# looking to buy a bowfish rig... or find a friend



## Bradley_G (May 24, 2009)

anyone have any suggestions on how/where to get my first bowfishing rig? I've been looking online for used bows, can pick one up for about 100 bucks, but is it worth the thought to get a youth bow? I'm only 5'9" so the draw may not be such an issue, but i was wondering on the draw weight and if youth bows will give me the "umph" to get through the fish. 

I live right on allatoona and have a boat, I'd like to get a rig in the next few weeks and get started, I'm out all the time at night fishing anyways, thought I'd have some bow fun while out there. 

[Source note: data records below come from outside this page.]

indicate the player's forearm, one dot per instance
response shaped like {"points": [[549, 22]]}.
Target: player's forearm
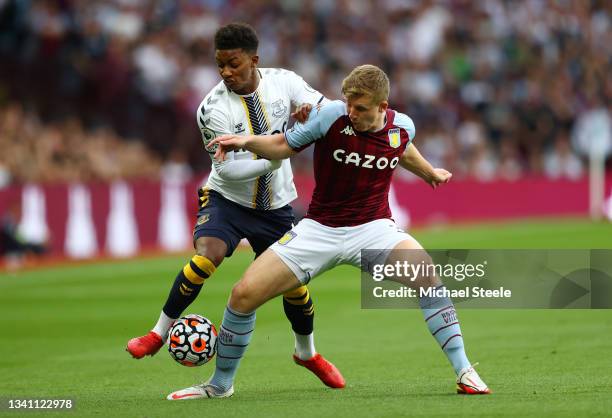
{"points": [[237, 170], [272, 147], [413, 161]]}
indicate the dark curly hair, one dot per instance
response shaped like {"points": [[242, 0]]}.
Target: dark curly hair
{"points": [[237, 36]]}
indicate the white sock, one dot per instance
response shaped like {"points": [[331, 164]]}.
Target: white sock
{"points": [[163, 325], [304, 346]]}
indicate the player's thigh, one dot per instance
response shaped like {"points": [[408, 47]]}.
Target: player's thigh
{"points": [[266, 227], [267, 277], [309, 249], [377, 237], [215, 220]]}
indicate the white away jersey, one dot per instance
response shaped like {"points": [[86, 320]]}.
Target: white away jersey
{"points": [[263, 112]]}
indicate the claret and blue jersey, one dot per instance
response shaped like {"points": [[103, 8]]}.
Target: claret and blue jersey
{"points": [[353, 169]]}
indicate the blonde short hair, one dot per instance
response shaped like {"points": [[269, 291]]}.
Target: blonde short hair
{"points": [[367, 80]]}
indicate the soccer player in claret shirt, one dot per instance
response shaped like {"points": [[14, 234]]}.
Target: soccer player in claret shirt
{"points": [[358, 144], [246, 196]]}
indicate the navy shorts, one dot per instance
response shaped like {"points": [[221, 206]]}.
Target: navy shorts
{"points": [[221, 218]]}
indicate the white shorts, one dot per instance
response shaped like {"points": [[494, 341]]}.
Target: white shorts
{"points": [[311, 248]]}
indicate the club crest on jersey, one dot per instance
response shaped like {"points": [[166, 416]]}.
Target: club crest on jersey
{"points": [[395, 140], [279, 109], [285, 239], [348, 130]]}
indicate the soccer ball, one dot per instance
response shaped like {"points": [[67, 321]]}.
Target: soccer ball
{"points": [[192, 340]]}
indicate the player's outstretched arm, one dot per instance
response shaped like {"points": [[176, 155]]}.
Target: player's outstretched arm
{"points": [[272, 147], [413, 161]]}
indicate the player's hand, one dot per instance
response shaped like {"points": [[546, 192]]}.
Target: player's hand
{"points": [[439, 176], [225, 144], [301, 112]]}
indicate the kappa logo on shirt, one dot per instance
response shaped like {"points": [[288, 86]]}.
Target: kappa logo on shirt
{"points": [[239, 128], [285, 239], [348, 130]]}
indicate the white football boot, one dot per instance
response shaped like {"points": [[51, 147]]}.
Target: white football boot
{"points": [[469, 383], [205, 390]]}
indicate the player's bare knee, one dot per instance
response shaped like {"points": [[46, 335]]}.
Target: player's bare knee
{"points": [[213, 249], [243, 298]]}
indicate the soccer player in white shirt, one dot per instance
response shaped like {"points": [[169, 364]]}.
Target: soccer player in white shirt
{"points": [[358, 144], [245, 196]]}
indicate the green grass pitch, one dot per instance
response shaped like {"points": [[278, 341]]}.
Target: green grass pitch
{"points": [[64, 330]]}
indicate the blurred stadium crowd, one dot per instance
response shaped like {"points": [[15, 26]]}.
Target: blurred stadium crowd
{"points": [[102, 89]]}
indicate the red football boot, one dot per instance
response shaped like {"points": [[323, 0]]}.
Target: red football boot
{"points": [[147, 345], [326, 371]]}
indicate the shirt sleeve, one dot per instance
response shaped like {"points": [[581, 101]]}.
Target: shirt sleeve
{"points": [[212, 123], [319, 121], [406, 123]]}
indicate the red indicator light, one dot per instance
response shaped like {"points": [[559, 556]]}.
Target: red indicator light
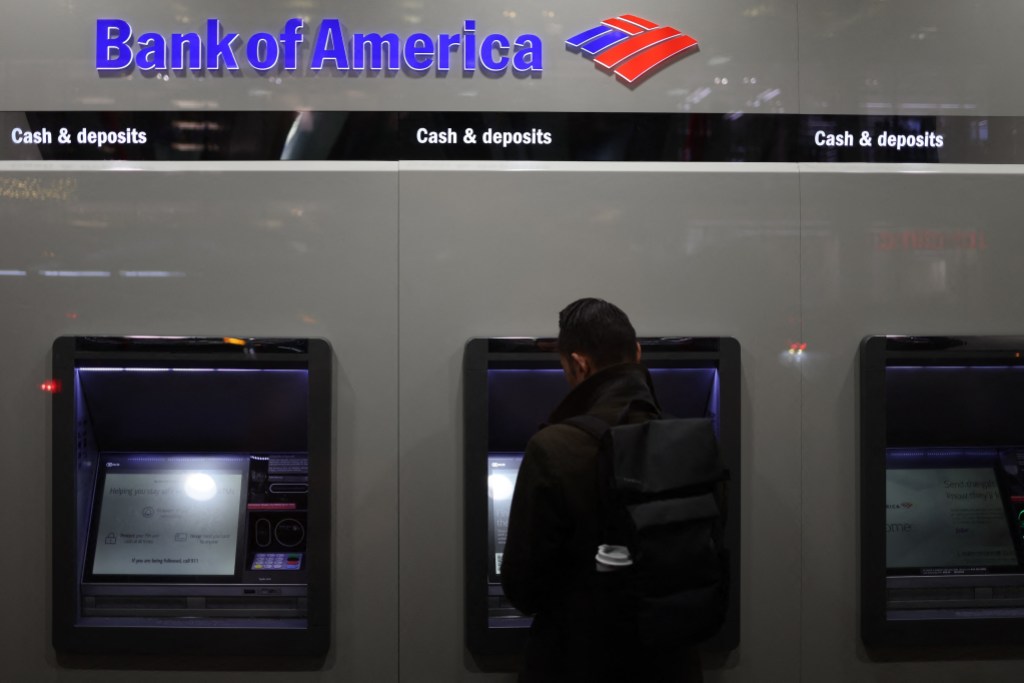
{"points": [[50, 386]]}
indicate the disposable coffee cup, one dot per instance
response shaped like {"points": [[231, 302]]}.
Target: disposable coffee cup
{"points": [[612, 558]]}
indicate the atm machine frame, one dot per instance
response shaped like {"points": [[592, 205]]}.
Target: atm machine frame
{"points": [[482, 354], [74, 521], [945, 605]]}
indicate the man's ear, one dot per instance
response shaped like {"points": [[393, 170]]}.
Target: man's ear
{"points": [[584, 364]]}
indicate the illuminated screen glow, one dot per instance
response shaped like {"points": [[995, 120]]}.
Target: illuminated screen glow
{"points": [[177, 522]]}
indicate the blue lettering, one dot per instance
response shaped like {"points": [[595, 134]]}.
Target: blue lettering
{"points": [[528, 45], [376, 43], [152, 51], [330, 46], [270, 51], [419, 51], [469, 46], [194, 43], [113, 44], [219, 49], [446, 43], [215, 49], [291, 38], [495, 42]]}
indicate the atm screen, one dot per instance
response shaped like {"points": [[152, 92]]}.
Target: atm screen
{"points": [[946, 518], [168, 516], [502, 472]]}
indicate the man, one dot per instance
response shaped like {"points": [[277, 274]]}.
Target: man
{"points": [[548, 568]]}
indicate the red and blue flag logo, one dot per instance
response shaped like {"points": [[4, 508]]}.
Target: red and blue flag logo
{"points": [[630, 46]]}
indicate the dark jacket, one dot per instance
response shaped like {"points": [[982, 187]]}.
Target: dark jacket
{"points": [[554, 530]]}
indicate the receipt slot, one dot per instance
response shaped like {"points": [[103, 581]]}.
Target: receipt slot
{"points": [[511, 385], [942, 491], [192, 488]]}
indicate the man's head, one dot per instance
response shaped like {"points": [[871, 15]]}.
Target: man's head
{"points": [[592, 335]]}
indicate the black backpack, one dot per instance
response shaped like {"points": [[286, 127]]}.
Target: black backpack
{"points": [[662, 485]]}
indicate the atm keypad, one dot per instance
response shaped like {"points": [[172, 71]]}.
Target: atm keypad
{"points": [[278, 561]]}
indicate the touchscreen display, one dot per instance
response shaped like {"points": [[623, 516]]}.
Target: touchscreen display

Anyone have any used/old/cheap gear that they'd look to sell, or a good idea on getting/setting up my first rig?


----------



## jleach (May 24, 2009)

Try checking the local pawn shops for a bow.  I got my bow for $40.00.  You can find them cheaper than that and sometimes haggle over price but make sure you check it out good and know what you are getting.

John


----------



## bronco611 (May 27, 2009)

*bowfishing bow*

look under archery trade and sale, there is a pretty good setup there for 150. set up ready to go. that is not a bad price for what is available.


----------



## castandblast (Mar 9, 2010)

I have a boat rig that I can take you out on. I used to live in Cartersville, but just moved to south Ga. I still have family there and visit frequently. On the bow set up; you just got to shell out some money. This is an expensive sport for some trash fish! I do have a youth bow that I shoot frequently and Im 6'2. Pm me and I'll try to set something up for you this summer when the water warms up.


----------



## thompsonsz71 (Mar 10, 2010)

i shoot a youth bow... mission menace will straight smack some fish


----------



## Buckaholic2000 (Mar 10, 2010)

Any bow will do you just need something you can turn down to about 40 or 45 lbs and you can get a Muzzy Bowfishing kit for about $110 bucks.  So if you can find an old bow or a youth bow for 30-60 bucks you can get out pretty cheap.  I am working on a boat now PM me later in the year and maybe we can get out on Toona one night


----------



## Flaustin1 (Mar 11, 2010)

I shoot an old pearson colt recurve 50# @ 28" .  I screwed a ams retreiver to the riser and it works great.  you can pick up a good bowfishing bow at dang near any pawn shop but dont skimp on the reel.


----------